Banks also require either good credit or sufficient collateral to extend a small business the loan it needs. If a small business relies on bank funding for marketing and operational needs, then the limits of bank lending can run out over time and leave the company in a lurch for cash.
Outstanding Receivables Are An Important Part Of Small Business Funding
In an ideal world, a small business would pay for its regular operational costs using its outstanding receivables. Payroll, vendor bills, and daily expenses would all be paid from the cash flow that comes in from sales.
The issue here is that cash flow relies on customers to make their payments and that can be difficult to predict. Even when a customer pays its bills on time, the small business owner still has to wait up to 30 days for that cash and that does not help to address the daily expense needs of the entrepreneur.

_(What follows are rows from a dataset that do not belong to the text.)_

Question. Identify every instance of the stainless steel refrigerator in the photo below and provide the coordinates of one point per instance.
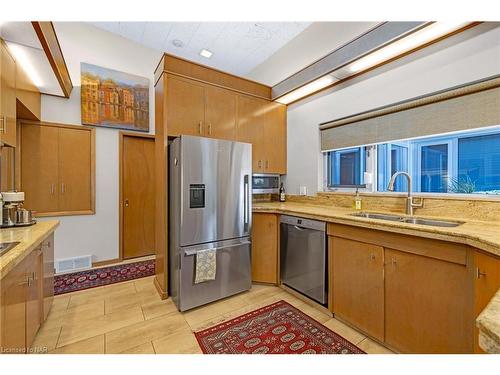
(210, 207)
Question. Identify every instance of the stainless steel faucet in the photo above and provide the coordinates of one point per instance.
(410, 205)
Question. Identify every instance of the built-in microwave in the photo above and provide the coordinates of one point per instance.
(265, 183)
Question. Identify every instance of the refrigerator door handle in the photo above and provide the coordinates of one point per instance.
(246, 202)
(193, 252)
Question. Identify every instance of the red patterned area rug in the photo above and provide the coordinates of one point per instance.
(279, 328)
(71, 282)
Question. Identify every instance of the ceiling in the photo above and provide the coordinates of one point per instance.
(23, 36)
(237, 47)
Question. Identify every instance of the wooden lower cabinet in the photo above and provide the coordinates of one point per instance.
(426, 304)
(13, 310)
(358, 284)
(34, 295)
(414, 294)
(48, 274)
(486, 284)
(26, 297)
(265, 237)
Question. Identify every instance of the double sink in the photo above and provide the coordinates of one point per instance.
(409, 219)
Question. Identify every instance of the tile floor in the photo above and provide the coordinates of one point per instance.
(130, 317)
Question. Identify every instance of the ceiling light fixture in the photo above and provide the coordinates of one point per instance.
(305, 90)
(425, 35)
(22, 57)
(206, 53)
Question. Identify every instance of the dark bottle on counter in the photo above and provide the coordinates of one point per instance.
(282, 193)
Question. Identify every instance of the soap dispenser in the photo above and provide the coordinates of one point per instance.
(357, 201)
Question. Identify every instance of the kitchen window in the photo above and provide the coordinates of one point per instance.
(346, 168)
(458, 163)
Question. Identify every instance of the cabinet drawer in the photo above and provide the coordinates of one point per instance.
(442, 250)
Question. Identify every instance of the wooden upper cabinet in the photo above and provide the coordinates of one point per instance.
(426, 304)
(185, 107)
(58, 168)
(486, 284)
(39, 167)
(7, 97)
(275, 138)
(265, 247)
(250, 128)
(75, 170)
(220, 113)
(196, 108)
(358, 284)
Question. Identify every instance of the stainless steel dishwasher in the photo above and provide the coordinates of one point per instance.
(304, 256)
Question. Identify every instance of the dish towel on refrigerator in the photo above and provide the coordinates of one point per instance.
(206, 265)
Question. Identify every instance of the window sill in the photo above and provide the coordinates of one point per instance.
(444, 196)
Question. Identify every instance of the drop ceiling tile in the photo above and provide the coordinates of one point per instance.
(155, 34)
(132, 30)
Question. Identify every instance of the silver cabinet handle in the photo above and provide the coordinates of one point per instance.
(246, 201)
(480, 274)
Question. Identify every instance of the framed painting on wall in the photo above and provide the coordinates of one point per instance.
(114, 99)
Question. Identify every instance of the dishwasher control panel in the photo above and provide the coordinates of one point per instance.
(305, 223)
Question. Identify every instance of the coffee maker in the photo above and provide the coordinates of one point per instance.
(12, 211)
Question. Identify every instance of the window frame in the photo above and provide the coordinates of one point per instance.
(414, 152)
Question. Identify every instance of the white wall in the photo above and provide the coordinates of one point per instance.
(469, 56)
(96, 234)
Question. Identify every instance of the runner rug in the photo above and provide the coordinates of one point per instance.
(71, 282)
(279, 328)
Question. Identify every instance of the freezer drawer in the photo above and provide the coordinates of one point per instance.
(233, 273)
(303, 257)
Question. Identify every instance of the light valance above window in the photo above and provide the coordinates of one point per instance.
(466, 107)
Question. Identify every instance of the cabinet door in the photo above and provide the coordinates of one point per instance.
(486, 284)
(13, 310)
(426, 304)
(34, 300)
(75, 182)
(358, 284)
(265, 248)
(220, 113)
(251, 128)
(8, 97)
(48, 274)
(185, 107)
(39, 167)
(274, 142)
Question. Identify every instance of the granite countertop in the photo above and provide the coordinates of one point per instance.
(28, 237)
(488, 323)
(484, 235)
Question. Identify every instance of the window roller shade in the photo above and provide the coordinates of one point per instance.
(466, 107)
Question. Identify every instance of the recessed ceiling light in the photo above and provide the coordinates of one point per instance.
(206, 53)
(413, 40)
(305, 90)
(178, 43)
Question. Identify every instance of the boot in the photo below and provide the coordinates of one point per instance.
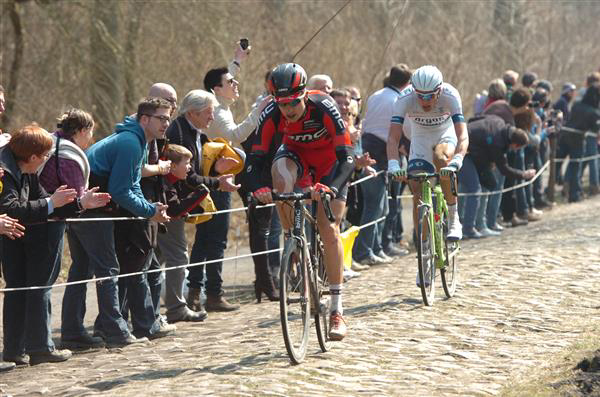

Receivable Factoring Allows A Small Business To Leverage Its Invoiced Sales
The solution for a small business that is having cash flow issues is to get involved with a receivable factoring company. receivables factoring helps to create a sustained cash flow based on the invoiced sales that are generated. As long as the small business can supply invoices from clients that have acceptable credit, then a receivable factoring company can provide the cash it needs to pay its bills.
Invoice factoring is done without consideration to a small business’s credit rating or credit past. SMEs with tax liens or just coming out of bankruptcy can qualify for the kind of help that receivables factoring offers. These are the kinds of situations that banks avoid and these are the times when it is good to have a factoring company on a small business’ side.
The Process Is Seamless To The SME
As a point of comparison, let’s discuss the receivable factoring process versus getting funding from a bank. In the case of a bank, the small business owner has to take time out of his day to prepare paperwork for the bank to review as it considers the funding request. The consideration can take several days, or it can run into weeks. All the while, the small business manager is running up bills that it desperately needs to pay.
When the bank’s answer to a business loan or line of credit request finally does come back, it will be one of three possibilities:
- No
- Yes with the full amount
- Yes with a partial amount
Two of those scenarios are devastating to the SME. After waiting for a response, the small business may find out that it was rejected or that it only received part of the funding it needed. As the bills pile up, the small business owner must scramble to find more cash.
The process of receivable factoring is much simpler. The only application the small business owner has to fill out is the initial application for an account. Once the account is approved and set up, the small business can then submit outstanding receivables for consideration. It takes minutes to review a receivable and the cash can be transferred to the company account in hours.
The stark contrast in methods shows why receivables factoring is the only real solution for a small business that requires operational funding. Instead of waiting for an answer from a bank that could wind up being the answer a small business does not want to hear, that SME could be turning its invoices into cash and enjoying the benefits of its success.